In his second season at the University of Minnesota, the Gophers finished second in the Big Ten and 11th nationally in rushing. While offensive coordinator with Iowa State in the mid-1990s, the Cyclones produced the only running back – Troy Davis – to rush for back-to-back 2,000-yard seasons.

So the timing of the Vikings looking to establish a more consistent running presence and Loney being named the offensive coordinator may be good. Still, the National Football League is more complex than the National Collegiate Athletic Association.

"In the NFL it's new to me. You have so many more protections," Loney said. "It's kind of like this: Everybody that's running for the president of the United States, they all talk about domestic policy and they don't talk much about international things. And then they become president and they're always involved in the international because it's the time commitment. In the NFL, you look and you talk about protections and you talk about the run game, but then when you become the coordinator, now that pass game, you have to become so involved and know all that. That's the difference – you go in and have a lot more protections and you've got to be able to tie the routes into the protections. Before you just had to know the protections. That's the biggest difference."

At times, Loney wears his offensive coordinator hat. At other times, he concentrates on just his offensive line duties. And then there are plays during practice that he is both, sometimes beginning the play by studying the offensive line's blocking schemes and ending the play with a view of the rest of the field.

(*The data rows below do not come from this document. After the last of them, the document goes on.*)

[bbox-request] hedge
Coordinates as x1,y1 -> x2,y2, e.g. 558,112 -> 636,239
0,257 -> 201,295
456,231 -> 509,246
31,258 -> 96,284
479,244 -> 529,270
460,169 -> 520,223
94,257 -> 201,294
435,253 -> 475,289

"In being the offensive line coach and the coordinator, what happens is that you jump in there and you've got to coach the offensive line. You can't not coach them. So I focus my attention there and then I look (at the whole offense), and if something jumps out at me I'll say something," he said.

"I think it's my responsibility (for) the tempo, the discipline of the offense – those sorts of things I try to interject myself into. But as far as the play going on and me looking and saying that guy ran the route at 14 yards and it's supposed be at 16, that's what (receivers coach) Wes Chandler is for. There was one time (at developmental camp) where I saw if the receiver had blocked the outside number, we had a good play. He was on the inside and it jumped out at me. I went over to Wes and he was on the same page."

Loney will be forced to rely on his assistants throughout the season, even if they number fewer than most coaching staffs in the NFL. That's part of the deal with an ownership in transition and Loney looking to make the most of the situation.

The Vikings will continue to experiment with Loney's responsibilities throughout the offseason and probably into the preseason. Tice, a former offensive line coach, has indicated he may call the plays if it all proves too much for Loney.

For now, however, Loney is just trying to deal with the additional responsibilities and job stress, maybe the most he's had since he began his coaching career in 1974.